The central government will reward projects that promote cleaner gasoline, energy efficient buildings and upgraded grid technologies. Further, the government said it would start taking air pollution into consideration when monitoring the performance of local governments.
The new fund coincides with China facing intense scrutiny over its air pollution. Recently, state-owned television channel CCTV publicly criticized the municipal government of Beijing, stating on Weibo (a Twitter-like service), “The government should not shun its responsibility or turn a blind eye to the smog.”
Soon after, the city announced plans to shutter over 300 industrial facilities, promote at least 50 clean development projects, and conduct environmental audits of an additional 200 factories.
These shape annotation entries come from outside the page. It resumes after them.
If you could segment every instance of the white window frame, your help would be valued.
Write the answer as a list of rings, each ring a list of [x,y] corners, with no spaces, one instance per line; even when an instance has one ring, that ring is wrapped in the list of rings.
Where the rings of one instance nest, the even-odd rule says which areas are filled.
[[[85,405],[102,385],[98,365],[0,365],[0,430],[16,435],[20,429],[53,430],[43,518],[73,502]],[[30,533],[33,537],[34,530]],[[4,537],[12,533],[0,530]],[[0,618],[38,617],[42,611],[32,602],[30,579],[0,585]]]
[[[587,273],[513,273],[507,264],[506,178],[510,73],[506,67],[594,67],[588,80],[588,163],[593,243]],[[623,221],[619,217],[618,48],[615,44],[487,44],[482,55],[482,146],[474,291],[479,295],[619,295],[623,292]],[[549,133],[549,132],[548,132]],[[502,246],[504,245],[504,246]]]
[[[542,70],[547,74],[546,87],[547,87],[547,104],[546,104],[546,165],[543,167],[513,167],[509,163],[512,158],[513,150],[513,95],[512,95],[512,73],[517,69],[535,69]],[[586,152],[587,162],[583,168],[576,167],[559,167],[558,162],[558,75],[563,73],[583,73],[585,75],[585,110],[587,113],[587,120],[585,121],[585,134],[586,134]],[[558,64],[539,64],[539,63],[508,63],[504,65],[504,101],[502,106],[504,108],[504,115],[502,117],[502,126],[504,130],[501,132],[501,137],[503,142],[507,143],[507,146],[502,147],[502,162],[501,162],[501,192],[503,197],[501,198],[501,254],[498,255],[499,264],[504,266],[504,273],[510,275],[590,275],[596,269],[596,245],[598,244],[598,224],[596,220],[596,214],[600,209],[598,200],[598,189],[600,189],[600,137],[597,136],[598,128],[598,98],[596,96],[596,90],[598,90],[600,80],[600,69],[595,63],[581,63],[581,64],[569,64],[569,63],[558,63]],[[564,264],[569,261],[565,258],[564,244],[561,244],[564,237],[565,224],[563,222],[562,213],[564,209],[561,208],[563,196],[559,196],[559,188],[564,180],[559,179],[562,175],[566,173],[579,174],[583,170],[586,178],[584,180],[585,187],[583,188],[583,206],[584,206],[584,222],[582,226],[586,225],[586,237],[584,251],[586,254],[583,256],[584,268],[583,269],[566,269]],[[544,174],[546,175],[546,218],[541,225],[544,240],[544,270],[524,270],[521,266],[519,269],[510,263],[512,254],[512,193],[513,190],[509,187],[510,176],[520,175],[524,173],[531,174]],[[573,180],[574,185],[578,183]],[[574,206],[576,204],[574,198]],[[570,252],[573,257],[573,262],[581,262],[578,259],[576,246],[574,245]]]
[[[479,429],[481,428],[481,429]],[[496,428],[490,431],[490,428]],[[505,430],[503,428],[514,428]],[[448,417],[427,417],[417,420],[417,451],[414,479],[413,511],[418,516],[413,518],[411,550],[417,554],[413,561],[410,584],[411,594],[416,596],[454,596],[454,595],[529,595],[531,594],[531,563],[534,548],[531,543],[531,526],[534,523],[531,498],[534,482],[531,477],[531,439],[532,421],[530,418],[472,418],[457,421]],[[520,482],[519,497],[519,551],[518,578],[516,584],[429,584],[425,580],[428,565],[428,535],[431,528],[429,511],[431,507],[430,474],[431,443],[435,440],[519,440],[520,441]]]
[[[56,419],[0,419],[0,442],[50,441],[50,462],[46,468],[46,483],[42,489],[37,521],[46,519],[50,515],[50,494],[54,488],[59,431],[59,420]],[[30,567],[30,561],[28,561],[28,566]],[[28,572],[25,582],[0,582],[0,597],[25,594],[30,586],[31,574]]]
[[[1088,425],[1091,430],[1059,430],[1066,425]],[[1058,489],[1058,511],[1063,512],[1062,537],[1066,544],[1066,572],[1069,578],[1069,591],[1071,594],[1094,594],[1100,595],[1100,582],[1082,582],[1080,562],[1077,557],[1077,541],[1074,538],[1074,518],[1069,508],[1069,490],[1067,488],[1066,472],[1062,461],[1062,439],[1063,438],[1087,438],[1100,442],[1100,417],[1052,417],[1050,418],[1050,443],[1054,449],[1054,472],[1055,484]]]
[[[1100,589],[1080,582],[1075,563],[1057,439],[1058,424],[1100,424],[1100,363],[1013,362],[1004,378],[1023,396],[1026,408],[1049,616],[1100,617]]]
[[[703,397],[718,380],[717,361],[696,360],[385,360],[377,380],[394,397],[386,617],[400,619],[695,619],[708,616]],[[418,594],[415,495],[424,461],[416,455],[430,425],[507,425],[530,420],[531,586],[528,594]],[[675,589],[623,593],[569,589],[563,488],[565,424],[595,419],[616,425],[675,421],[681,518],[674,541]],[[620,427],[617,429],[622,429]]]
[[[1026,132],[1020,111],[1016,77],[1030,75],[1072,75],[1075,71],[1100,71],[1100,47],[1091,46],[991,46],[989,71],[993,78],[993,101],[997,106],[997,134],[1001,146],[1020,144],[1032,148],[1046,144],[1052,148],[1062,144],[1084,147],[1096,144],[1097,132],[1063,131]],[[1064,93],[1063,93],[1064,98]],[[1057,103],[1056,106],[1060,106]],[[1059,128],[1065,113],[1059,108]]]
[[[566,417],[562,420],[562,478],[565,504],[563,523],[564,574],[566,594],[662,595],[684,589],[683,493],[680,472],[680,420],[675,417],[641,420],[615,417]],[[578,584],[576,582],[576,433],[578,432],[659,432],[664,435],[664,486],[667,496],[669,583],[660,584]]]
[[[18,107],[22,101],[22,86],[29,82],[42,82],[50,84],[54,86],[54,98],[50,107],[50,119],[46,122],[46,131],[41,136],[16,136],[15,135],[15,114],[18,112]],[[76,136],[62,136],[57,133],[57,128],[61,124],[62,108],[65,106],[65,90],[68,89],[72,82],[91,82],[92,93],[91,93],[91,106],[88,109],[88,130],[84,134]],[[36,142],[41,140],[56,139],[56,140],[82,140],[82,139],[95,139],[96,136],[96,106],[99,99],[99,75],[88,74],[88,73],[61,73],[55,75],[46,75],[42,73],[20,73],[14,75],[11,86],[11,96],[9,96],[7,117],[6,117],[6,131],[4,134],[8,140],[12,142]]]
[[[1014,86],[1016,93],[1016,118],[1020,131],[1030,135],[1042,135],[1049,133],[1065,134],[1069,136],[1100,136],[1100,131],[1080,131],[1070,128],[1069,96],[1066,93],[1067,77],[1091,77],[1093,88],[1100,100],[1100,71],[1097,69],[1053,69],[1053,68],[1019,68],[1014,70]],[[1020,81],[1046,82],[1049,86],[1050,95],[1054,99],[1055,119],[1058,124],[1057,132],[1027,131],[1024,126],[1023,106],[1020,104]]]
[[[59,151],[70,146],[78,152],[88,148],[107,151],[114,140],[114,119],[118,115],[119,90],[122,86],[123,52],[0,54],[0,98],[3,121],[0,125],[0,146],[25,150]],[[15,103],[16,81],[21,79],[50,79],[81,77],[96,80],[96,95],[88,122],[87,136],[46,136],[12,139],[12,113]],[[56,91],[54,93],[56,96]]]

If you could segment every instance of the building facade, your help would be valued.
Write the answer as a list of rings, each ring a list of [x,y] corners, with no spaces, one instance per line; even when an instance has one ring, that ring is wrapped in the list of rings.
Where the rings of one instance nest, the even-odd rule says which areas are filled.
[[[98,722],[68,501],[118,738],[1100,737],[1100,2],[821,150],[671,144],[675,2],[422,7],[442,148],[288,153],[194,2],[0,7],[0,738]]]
The government also ruled-out any new heavy polluting projects like cement or steel production plants.
The new fund also represents an opportunity for foreign investors to partner with local Chinese partners to improve environmental performance. On a recent visit by U.S. Secretary of State John Kerry, cooperation on clean technology and climate change was heralded as an investment opportunity.
Canadian politicians and companies are increasingly looking across the Pacific to new business and investment opportunities. BC Premier Christy Clark visited China on a trade mission at the end of 2013, calling the trip the “most successful ever.”
Currently, most Canada-China trade involves resources and commodities, but that does not rule out growth in the clean technology sector. The strong economic ties between the countries could provide an entry point for Canadian companies looking to assist Chinese counter-parts in curbing air pollution.
Given the wide variety of projects the new fund will support, Canadian clean technology and expertise could be employed in modernizing electrical grids, improving the energy efficiency of buildings, or developing clean transportation networks.